Both novels, as said, are love stories during the Armenian Genocide. Sandcastle Girls is a fictional narration about fictional characters and their, obviously, fictional love during the Armenian Genocide. But Love in the Yeghern is a real love story of the eminent early 20th century Armenian poet Roupen Sevag, and his wife Helene (Yanni) Apel.

The novel Love in Yeghern is a true depiction of Roupen’s and Yanni’s love story with a creative rendering of their lives and their Armenian community’s life, in the Ottoman Empire prior to the World War I. Anyone who has a rudimentary knowledge of the Constantinople Armenian community before the Genocide, would surmise who Dzarugian was referring to when he described characters named Varoujan, Adom, Zartarian and many more. After remaining dormant for centuries, the Western Armenian culture and community vibrancy came to its zenith in Constantinople just before the Genocide, 

Love in the Yeghern, the cover of the book I read

Roupen Sevag was Born there. After graduating from the Berberian School in Constantinople in 1905, he moved to Switzerland to study medicine, and graduated from the Faculty of Medicine at the University of Lausanne in 1911. In Switzerland, he fell in love with Yanni, who was of German/Prussian ancestry and they got married. The newlyweds returned to Constantinople captivated by the promise of the new constitutional order. 

Their youngest child, daughter Shamiram, was born in Constantinople on July 10, 1914. Their elder child, son Levon (1912-2005), was born in Switzerland.  According to an account in Agos, on April 24, 1915, three days after Shamiram's baptism ceremony in Surp Krikor Lusaroviç Church in Taksim, Roupen Sevag was arrested. The police officers took the young doctor, saying that he has to see a patient. Instead, Roupen Sevag was also sent to Çankırı, where the Armenian intellectuals arrested on April 24 were also being sent. He was killed there on August 26, along with poets Taniel Varoujan, Siamanto and others. He was 30-years-old.

Sevag is known for his patriotic and humanistic poetry and short stories. He is fondly remembered to this day. In 2011 Armenia issued a stamp in his honor. A Yerevan school is named after him. In 2012 a family museum, established and run by his nephew, was relocated from Nice, France to Holy Etchmiazin in Armenia. He also was an accomplished painter. 

His wife Yanni, in vain tried to secure his release through the German embassy.
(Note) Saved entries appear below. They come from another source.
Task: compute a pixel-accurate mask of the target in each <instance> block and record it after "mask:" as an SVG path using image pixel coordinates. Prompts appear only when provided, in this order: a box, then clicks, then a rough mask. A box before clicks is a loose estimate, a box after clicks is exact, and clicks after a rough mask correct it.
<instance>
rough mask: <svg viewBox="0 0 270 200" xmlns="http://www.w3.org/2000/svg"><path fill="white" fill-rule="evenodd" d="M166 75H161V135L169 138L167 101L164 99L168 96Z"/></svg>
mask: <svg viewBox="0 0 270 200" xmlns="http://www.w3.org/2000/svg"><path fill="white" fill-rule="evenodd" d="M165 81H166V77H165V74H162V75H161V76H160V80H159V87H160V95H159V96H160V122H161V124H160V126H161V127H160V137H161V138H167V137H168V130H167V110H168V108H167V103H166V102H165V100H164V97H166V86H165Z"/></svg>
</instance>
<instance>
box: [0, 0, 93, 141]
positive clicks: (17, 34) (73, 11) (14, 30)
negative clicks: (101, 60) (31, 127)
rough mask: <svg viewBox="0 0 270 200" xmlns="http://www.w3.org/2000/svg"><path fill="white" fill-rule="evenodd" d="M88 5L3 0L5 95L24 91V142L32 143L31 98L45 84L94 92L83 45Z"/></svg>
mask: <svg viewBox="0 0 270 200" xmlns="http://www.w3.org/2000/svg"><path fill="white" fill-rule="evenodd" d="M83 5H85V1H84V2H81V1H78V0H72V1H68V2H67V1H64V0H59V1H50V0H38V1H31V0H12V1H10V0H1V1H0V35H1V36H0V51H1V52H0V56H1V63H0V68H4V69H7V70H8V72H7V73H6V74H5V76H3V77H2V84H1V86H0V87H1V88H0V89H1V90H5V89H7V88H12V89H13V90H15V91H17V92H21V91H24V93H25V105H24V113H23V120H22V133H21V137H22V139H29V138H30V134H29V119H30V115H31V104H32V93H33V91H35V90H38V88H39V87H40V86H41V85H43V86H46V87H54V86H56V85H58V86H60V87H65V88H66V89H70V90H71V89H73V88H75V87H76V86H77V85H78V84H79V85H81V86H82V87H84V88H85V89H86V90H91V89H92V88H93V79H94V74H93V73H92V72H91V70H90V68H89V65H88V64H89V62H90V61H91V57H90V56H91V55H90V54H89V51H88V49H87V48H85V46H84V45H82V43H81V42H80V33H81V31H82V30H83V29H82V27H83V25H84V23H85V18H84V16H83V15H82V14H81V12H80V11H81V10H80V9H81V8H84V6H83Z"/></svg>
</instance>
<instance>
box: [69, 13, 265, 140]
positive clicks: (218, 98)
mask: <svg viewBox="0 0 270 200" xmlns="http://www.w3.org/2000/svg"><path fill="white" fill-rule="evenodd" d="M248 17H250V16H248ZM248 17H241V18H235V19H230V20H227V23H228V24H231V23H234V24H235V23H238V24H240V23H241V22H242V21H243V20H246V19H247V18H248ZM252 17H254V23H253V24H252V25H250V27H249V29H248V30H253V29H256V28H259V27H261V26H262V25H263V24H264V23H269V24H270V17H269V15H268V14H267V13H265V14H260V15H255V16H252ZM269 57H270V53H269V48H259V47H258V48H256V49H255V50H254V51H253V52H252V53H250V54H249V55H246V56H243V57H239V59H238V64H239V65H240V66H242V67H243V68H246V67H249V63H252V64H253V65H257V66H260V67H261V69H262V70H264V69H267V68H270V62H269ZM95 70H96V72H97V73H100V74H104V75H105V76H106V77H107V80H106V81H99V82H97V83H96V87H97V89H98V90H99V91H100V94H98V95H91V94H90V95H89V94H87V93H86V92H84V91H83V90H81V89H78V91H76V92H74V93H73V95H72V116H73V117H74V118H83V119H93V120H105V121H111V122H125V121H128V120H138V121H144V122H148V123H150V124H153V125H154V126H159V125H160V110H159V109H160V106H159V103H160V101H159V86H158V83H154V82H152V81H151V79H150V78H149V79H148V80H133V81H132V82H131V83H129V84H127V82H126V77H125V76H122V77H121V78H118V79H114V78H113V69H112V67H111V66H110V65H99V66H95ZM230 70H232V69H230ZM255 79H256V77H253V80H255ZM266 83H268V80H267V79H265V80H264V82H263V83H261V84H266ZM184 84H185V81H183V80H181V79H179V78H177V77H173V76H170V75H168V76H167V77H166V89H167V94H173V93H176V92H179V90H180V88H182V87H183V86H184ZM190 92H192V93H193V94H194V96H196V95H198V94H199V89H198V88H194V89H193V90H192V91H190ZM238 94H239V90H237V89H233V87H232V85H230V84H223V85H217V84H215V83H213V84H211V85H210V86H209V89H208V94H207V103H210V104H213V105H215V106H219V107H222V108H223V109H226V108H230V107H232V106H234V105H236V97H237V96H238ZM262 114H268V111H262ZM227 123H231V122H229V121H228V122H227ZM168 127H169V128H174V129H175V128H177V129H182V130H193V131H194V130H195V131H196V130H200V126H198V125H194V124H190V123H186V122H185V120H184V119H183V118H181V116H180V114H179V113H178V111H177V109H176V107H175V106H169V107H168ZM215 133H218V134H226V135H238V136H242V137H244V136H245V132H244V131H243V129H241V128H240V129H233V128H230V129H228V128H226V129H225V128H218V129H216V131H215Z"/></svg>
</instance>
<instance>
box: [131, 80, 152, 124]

After the news of her husband’s death, she took her children and returned to Lausanne in October 1915. Aware of German complicity in the genocide, she distanced her children from their German ancestry and forbade them to speak German. Dzarougian ends his novel depicting Sevag's wife Helene (Yanni) Apel. “Janine wrote poetry in French and published them in books. One of her books received an award from the French Academy. She lived engrossed in her books and in her children Levon and Shamiram. With the passing years, ashes covered her hair, but not her heart. Her heart remained fresh and vibrant defying time and the years with an indifference but always open, always graceful on white pages and in her thoughts with her Roupen…..”. 

Much has been written about Roupen Sevag and in much more detail (see the link below). He remains a tragic but an iconic figure. Dzarugian’s novel Love in Yeghern makes for a captivating reading and justly immortalizes the young couple’s love story. 

Love in Yeghern has not had the promotion the Sandcatle Girls novel enjoyed. Catholicos Aram has not spoken about it in public, nor has ANCA promoted the book and hailed its author, Antranig Zarougian, as it did to Chris Bohjalian and his book Sandcastle Girls. But, surely Antranig Dzarugian’s Love in Yeghern novel will long endure and outlive the Sandcastle Girls novel. It has not been translated yet.